The new process will also consider filming activities Level 3 events requiring film permits. Previously, any filming done in the county only required a license through the Clerk's Office. English said "it wasn't permanent and we had no teeth to sink into it."
"We just gave them a license before. This will hopefully mitigate some of the filming challenges we have encountered in the past that have to do with timing and scheduling," English said. "For instance, there would be a lighting issue because they would be filming at 3 a.m., but we couldn't send a deputy out there to shut it down because we had nothing in our code about it."
Staff worked with the Utah Film Commission for input on the recommendations to streamline the process, English said. The suggested amendments will require an applicant to specify a shooting schedule, provide written permission of the property owners and access to the site.

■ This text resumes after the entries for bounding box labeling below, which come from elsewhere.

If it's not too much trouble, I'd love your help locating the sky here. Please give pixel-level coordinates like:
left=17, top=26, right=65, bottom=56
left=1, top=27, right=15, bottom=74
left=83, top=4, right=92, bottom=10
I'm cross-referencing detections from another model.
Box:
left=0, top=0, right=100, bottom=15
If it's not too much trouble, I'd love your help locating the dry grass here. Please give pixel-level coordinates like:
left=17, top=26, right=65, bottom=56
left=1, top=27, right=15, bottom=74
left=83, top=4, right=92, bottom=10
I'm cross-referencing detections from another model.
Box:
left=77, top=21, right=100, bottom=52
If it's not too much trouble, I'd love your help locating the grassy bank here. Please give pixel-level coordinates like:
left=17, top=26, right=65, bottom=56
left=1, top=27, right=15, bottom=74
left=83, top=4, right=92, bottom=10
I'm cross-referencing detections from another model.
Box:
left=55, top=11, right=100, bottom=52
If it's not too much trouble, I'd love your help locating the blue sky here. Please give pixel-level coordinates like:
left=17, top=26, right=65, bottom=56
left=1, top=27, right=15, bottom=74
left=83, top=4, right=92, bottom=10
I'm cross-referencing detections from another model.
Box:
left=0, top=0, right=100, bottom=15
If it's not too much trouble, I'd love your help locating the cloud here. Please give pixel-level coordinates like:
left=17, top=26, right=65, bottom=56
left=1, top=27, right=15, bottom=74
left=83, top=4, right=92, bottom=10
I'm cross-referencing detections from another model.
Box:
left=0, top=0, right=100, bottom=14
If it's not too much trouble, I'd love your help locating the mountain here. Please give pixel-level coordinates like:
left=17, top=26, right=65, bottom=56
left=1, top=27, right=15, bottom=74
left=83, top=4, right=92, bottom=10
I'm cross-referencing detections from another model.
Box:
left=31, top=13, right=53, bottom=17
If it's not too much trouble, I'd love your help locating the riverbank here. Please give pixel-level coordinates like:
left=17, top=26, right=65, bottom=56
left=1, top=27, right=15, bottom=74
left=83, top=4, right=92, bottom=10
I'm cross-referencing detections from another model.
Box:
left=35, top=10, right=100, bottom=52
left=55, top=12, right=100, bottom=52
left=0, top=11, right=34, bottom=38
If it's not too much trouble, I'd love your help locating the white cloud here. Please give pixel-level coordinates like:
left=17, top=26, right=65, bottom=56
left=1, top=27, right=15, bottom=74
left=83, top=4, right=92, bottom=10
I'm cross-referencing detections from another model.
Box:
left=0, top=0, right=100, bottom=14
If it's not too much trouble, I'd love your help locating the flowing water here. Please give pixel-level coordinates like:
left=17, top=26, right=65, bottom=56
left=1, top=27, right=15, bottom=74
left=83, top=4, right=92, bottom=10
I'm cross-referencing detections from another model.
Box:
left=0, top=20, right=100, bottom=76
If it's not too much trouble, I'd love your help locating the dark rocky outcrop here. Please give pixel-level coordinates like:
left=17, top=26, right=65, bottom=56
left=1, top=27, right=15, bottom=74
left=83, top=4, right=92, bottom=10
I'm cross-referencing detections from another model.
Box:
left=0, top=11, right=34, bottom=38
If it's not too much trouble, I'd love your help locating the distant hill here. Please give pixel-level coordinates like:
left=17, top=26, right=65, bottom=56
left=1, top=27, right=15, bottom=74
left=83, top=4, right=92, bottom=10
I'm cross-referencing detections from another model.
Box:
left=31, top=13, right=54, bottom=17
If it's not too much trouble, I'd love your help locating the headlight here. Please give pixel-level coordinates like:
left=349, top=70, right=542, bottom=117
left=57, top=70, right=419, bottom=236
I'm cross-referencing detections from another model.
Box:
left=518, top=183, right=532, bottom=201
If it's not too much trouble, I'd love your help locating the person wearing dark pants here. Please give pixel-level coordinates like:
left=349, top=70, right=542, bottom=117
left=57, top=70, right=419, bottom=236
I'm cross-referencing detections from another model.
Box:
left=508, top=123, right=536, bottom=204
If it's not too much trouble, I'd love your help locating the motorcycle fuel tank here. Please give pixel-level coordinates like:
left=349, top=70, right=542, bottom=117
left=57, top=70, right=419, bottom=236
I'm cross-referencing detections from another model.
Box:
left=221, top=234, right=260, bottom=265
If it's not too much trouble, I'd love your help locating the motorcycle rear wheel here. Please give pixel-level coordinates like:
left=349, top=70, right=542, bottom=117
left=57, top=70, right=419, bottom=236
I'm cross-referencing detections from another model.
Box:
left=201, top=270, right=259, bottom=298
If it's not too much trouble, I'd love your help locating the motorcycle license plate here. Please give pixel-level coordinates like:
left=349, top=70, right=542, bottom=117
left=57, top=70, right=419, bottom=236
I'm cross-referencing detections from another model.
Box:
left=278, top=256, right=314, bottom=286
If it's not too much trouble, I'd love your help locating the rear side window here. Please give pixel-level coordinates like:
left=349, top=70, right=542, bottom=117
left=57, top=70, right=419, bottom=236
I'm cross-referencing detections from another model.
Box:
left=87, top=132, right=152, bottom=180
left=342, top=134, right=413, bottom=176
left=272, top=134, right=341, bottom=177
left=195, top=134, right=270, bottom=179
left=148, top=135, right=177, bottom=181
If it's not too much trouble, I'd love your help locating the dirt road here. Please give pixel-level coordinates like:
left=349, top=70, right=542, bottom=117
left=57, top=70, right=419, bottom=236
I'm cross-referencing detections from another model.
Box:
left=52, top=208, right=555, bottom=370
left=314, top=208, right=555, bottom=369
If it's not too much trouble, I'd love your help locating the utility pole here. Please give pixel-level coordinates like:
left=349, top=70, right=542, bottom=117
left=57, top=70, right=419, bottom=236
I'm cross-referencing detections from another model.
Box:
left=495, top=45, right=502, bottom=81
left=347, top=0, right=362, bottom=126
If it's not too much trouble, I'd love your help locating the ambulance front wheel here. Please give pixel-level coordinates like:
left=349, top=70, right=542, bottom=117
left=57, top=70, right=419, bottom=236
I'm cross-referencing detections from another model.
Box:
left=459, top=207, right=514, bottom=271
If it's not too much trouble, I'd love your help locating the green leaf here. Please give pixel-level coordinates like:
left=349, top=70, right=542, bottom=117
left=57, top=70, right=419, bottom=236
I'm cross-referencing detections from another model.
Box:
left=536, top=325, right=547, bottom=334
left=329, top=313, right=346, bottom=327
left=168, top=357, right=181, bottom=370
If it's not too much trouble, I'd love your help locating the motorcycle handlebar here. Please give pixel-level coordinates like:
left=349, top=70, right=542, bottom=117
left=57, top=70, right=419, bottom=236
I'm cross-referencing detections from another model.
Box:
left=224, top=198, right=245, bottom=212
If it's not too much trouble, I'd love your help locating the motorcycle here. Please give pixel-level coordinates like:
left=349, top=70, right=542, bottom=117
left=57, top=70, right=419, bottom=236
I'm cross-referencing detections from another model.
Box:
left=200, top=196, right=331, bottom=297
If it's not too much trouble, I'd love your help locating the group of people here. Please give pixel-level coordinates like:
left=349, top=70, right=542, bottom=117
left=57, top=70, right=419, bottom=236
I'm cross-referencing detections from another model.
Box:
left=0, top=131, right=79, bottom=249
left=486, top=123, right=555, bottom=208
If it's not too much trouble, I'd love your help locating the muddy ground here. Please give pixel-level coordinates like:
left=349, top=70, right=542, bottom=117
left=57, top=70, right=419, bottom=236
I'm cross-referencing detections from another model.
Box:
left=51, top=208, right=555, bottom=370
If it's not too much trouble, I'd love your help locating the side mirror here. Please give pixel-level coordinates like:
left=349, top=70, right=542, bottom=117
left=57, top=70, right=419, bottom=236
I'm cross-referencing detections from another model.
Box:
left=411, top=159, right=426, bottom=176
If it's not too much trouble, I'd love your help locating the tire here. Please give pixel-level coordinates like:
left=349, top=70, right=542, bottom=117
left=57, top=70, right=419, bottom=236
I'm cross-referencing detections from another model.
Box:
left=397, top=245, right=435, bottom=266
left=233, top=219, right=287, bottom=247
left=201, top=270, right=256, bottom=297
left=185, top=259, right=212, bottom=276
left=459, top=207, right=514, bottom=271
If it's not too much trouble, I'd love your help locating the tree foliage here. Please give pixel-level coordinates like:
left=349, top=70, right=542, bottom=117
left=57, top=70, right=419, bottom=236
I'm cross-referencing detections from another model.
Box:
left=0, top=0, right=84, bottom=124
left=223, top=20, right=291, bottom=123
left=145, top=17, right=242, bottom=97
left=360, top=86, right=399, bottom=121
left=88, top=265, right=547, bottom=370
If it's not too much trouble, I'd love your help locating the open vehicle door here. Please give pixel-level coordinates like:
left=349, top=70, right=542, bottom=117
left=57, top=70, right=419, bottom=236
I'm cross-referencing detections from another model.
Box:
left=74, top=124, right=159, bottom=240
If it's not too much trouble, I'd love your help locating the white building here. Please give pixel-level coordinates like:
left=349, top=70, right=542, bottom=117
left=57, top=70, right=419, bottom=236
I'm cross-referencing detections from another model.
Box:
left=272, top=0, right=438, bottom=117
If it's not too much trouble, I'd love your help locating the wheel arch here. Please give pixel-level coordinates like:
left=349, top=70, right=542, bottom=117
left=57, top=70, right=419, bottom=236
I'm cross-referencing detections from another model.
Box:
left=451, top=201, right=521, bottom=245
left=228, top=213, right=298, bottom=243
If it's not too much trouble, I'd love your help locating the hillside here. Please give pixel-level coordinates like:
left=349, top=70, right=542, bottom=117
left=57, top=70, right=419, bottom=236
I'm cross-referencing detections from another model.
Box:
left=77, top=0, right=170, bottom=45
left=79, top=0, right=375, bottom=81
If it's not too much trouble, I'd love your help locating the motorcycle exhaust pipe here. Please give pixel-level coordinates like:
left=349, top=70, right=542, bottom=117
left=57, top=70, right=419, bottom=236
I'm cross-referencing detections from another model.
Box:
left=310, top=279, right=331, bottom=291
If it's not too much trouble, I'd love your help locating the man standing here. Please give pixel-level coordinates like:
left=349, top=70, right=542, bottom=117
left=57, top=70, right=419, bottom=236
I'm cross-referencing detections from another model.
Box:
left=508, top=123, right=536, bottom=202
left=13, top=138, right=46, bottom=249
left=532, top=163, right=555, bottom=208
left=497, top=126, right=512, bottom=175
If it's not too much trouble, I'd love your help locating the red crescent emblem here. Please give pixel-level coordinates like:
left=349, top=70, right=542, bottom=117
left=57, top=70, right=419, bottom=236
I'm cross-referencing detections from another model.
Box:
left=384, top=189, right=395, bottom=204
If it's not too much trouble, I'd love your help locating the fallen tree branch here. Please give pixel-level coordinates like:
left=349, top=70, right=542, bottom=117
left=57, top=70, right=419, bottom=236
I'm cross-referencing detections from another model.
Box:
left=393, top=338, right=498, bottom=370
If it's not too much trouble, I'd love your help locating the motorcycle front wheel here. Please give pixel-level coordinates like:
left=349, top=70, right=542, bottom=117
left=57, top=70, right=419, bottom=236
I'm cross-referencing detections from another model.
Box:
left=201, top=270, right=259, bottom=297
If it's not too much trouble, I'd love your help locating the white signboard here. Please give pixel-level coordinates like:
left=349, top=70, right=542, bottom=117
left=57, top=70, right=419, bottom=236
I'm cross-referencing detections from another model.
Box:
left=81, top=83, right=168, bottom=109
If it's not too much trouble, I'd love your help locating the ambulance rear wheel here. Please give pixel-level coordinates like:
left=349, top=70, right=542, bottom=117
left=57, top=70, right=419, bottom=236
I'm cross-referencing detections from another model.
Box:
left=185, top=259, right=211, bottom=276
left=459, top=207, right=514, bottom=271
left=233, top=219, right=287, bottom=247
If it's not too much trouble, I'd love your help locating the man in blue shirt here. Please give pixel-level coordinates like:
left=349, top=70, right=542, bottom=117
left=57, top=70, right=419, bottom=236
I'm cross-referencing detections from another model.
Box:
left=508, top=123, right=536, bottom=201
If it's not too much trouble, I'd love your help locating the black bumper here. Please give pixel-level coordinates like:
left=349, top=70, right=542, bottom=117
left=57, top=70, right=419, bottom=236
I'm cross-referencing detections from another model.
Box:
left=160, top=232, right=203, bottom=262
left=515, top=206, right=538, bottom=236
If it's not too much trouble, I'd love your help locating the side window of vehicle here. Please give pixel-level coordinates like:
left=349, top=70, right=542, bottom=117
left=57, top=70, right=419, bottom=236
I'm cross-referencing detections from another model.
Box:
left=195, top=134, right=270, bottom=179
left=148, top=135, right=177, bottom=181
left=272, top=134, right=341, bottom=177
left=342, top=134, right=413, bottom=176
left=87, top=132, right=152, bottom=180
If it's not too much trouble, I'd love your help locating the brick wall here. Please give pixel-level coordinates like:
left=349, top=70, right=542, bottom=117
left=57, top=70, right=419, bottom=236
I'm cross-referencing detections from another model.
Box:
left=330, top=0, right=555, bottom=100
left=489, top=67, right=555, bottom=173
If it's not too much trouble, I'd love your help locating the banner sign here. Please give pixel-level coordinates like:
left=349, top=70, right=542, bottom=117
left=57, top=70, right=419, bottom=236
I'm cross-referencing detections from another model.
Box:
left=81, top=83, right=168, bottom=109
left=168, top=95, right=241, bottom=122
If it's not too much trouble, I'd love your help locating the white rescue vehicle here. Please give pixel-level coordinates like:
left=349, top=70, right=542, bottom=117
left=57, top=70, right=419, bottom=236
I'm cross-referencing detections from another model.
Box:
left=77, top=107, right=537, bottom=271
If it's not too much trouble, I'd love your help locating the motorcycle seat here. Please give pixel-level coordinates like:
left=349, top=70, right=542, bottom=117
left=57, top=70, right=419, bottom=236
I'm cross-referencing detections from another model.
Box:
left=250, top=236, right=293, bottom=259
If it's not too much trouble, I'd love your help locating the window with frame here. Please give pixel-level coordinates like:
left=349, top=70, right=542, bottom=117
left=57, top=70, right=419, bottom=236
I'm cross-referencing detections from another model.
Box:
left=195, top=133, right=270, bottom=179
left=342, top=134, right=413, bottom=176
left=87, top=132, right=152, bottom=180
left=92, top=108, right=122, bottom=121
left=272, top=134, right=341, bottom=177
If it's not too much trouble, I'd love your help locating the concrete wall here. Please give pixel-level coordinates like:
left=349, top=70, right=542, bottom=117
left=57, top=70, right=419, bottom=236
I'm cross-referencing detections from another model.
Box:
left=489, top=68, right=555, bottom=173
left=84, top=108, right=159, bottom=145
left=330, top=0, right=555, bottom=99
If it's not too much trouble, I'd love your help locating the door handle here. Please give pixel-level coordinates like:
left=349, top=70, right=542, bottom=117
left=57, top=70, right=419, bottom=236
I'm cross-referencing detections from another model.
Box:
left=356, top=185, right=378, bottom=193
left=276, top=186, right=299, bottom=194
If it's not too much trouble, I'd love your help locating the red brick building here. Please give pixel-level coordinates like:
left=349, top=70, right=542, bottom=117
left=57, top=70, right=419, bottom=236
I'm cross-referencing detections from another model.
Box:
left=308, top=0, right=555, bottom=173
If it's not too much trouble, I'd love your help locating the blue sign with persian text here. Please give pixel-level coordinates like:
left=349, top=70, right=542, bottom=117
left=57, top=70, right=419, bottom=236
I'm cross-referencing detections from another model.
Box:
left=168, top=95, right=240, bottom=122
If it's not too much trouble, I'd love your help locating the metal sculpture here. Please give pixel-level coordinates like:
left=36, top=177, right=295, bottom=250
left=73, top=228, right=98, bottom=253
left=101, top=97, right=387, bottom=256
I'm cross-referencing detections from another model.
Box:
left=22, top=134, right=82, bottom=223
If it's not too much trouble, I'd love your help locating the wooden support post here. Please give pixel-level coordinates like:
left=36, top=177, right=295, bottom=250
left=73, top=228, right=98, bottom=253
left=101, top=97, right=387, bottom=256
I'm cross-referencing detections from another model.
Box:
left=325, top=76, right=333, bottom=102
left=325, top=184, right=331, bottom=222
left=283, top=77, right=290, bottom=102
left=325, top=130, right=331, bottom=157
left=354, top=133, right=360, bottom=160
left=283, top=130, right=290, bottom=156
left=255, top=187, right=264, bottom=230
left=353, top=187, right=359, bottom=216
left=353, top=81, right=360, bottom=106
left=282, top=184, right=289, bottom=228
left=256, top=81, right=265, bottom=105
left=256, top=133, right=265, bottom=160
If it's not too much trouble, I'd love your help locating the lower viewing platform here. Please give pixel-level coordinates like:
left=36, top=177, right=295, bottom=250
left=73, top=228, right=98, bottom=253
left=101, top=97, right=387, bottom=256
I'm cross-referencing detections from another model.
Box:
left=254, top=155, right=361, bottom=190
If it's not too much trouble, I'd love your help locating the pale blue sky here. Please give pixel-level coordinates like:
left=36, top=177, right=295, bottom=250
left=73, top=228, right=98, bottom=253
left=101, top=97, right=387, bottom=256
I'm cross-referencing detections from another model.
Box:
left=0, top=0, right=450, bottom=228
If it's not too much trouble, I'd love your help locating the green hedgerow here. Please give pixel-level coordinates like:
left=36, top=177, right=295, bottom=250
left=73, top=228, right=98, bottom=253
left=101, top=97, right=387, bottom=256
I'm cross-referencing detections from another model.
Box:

All of the changes were crafted to mirror Park City Municipal's regulations and how they handle similar events. The city updated its process in the spring.
"We were having events, such as the Ragnar Relay, that were crossing municipal and county boundaries," English said. "It was confusing for the service providers because they weren't sure what kind of event it was in the county. Now, a Level 3 event in Park City is a Level 3 event in the county so we are all on the same page."
During the Nov. 2 meeting, County Councilors delayed a decision on the amendments pending further discussion. They are expected to reconsider the matter at the end of the month.
English said he is hoping to review any upcoming winter events under the amendments, adding "we are waiting to permit a couple of our larger events that will happen this winter under this new code."
"I think that it is worth noting the collaboration it took to come up with these amendments," English said. "We have been working on this for several months to make sure it is done right and done well. There have been a lot of people just making sure that we are dialing it in and making it easier for everyone, especially our residents."